マイホームの高気密・高断熱について序論

「家の性能」というとき、まずは高気密・高断熱が一番大切だと思っています。

そして、それに伴う換気システムの性能の良し悪し。

 

この高気密、高断熱、換気システムが「住み心地の良さ」を左右するとざっくり考えてくださって間違いではありません。

 

日本の家は長い間、寒かったのです。

今でも、冬は寒くて当たり前、「家に暑さ寒さがないと軟弱な人間になる。」

という乱暴な意見も残っています。

 

これは吉田兼好のせいではないか、という意見があります。

そうです。あの有名な一節です。

「家のつくりようは、夏を旨とすべし。冬はいかなるところにも住まる。」

 

吉田兼好の徒然草です。

つれづれなるままに書いたエッセイがいまだに大きな影響を与えている。

うーん、そうかも知れません。

 

吉田兼好は京都に住んでいました。(大阪や関東にいた時期もあるようです。)

私、五条も一時期、京都に住んでいたので実感としてよくわかります。

京都の夏は暑いんです。

むしむしと湿気も高く、たまりません。

典型的な盆地気候です。

 

とはいえ、日本は広く、京都と同じ気候ではありません。

ましてや、今は鎌倉時代ではありません。

 

そろそろ住宅も進化しましょう。

というのが、この40年くらいです。

まだまだ、高気密・高断熱は確立されていません。

 

断熱、気密とは

「断熱」とは「熱を断つ」こと。保温と言っても近いです。

「気密」とは「空気を密封」すること。家の場合はすき間風を入ってこないようにすること。

 

高気密・高断熱と言いますが、この二つはセットなのです。

二つそろっていないと意味がありません。

 

例えていうと

断熱材はセーターです。

セーターを着ていても冬の風の強い日には寒いですよね。

 

気密性を高めること、は風を通さないジャンパーというか、ウインドブレーカーを着ることです。

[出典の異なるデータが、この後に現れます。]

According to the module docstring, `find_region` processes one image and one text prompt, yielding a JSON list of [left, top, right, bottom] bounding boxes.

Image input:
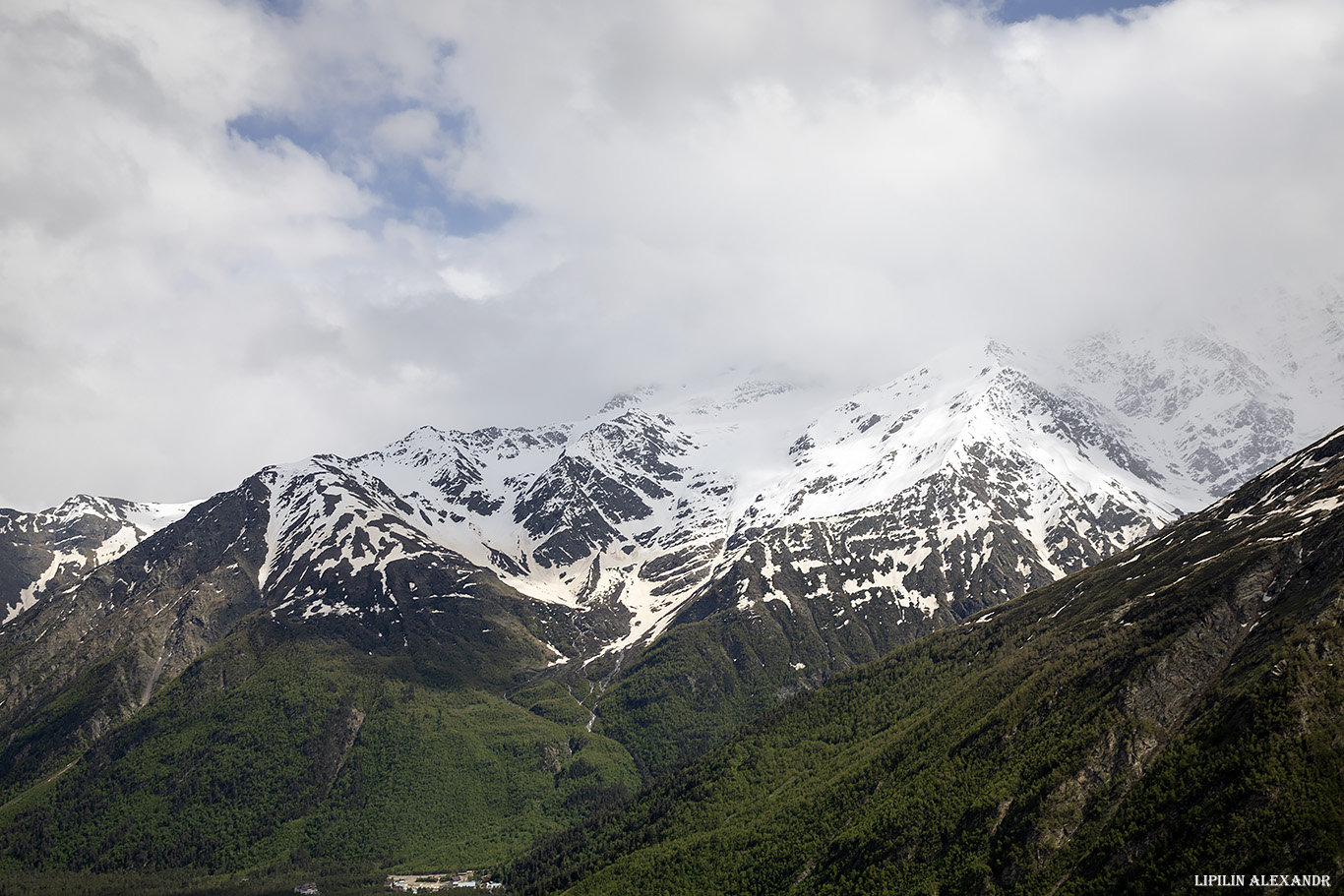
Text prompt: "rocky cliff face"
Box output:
[[0, 312, 1344, 784], [511, 430, 1344, 895]]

セーターとウインドブレーカーの二つを着ると暖かいですよね。

そういうことです。

 

服で例えたので、わかりにくいかもしれませんが、高気密高断熱は冬に限ったことではありません。

夏も逆にクーラーがよく効くということになります。

ただ、夏はすべてクーラーに頼らないということであれば、通風が大切になります。

これは簡単に言うと窓の位置を工夫するということ。

 

高気密・高断熱住宅は冬、快適であるだけでなく、夏も快適になるのです。

 

ヒートショックの恐さ

頑固おやじは、快適すぎると人間やわになる。と言います。

そういう人でも、お年寄りのヒートショックの恐さは否定できないでしょう。

救急車は冬のほうが春、夏、秋より出動が多いです。

 

ヒートショックとは急激な温度差に肉体がショックを受けることです。

ひどいときには心筋梗塞、脳梗塞になります。

脱衣所の寒さとお風呂の熱さの温度差などが原因です。

 

ヒートショックでの死亡数は年間に一万人以上と言われています。

夏場に熱中症で亡くなる高齢者が何百人かいて、それがニュースになっています。

実は、その何十倍もの高齢者が冬にヒートショックを原因として家庭内で亡くなっているのです。

 

快適な家にする方法

すべての部屋を暖かく、同じ温度にする、同じ湿度にする。

これを理想と考えてください。

高気密・高断熱住宅なら可能です。

30坪から35坪くらいの家ならエアコン2~3台で出来ます。

出来れば、冬はずっとつけてください。24時間です。

それから冬は加湿器もずっと回してください。

 

それで快適な家になります。

電気代は上がりますが、それほどではありません。

一万円台後半で可能です。

試しに一か月だけでもしてみてください。

 

寒い地域なら

本当は蓄熱電気暖房機やFF式のストーブなどがベストです。

 

逆に開放型のストーブは教科書的に言うとだめなのですが、一般的にストーブと言えば開放型なので、これしか持っていない、ということであれば、それでもまあ結構です。

 

ただ、開放型ストーブは計画換気に計算されていません。

窓を開けて換気をする必要があります。

 

窓を開ける換気は開けている間は寒いですが、閉めるとすぐに温度は戻ります。

一酸化炭素中毒の危険性もありますので、開放型のストーブを使う場合は、窓を開ける換気を必ず行ってください。

 

全室、同温度、同湿度を贅沢と思わないでください。

温度むらは体にストレスを与えます。特にお年寄りの心臓の負担は大きいです。

病気で医者にかかることを考えれば、安いものです。

そして、何より快適です。

 

高気密・高断熱ならそれがランニングコストをそんなにかけずにできます。

断熱、気密について、これからしばらく書いていきます。

それは必然的に換気や結露にも話が行くことになるでしょう。

 

話は変わります。

ブログを書くようになって、吉田兼好など、昔のエッセイストが気になっています。

時間があれば読んでみたいなあ。

ではまた。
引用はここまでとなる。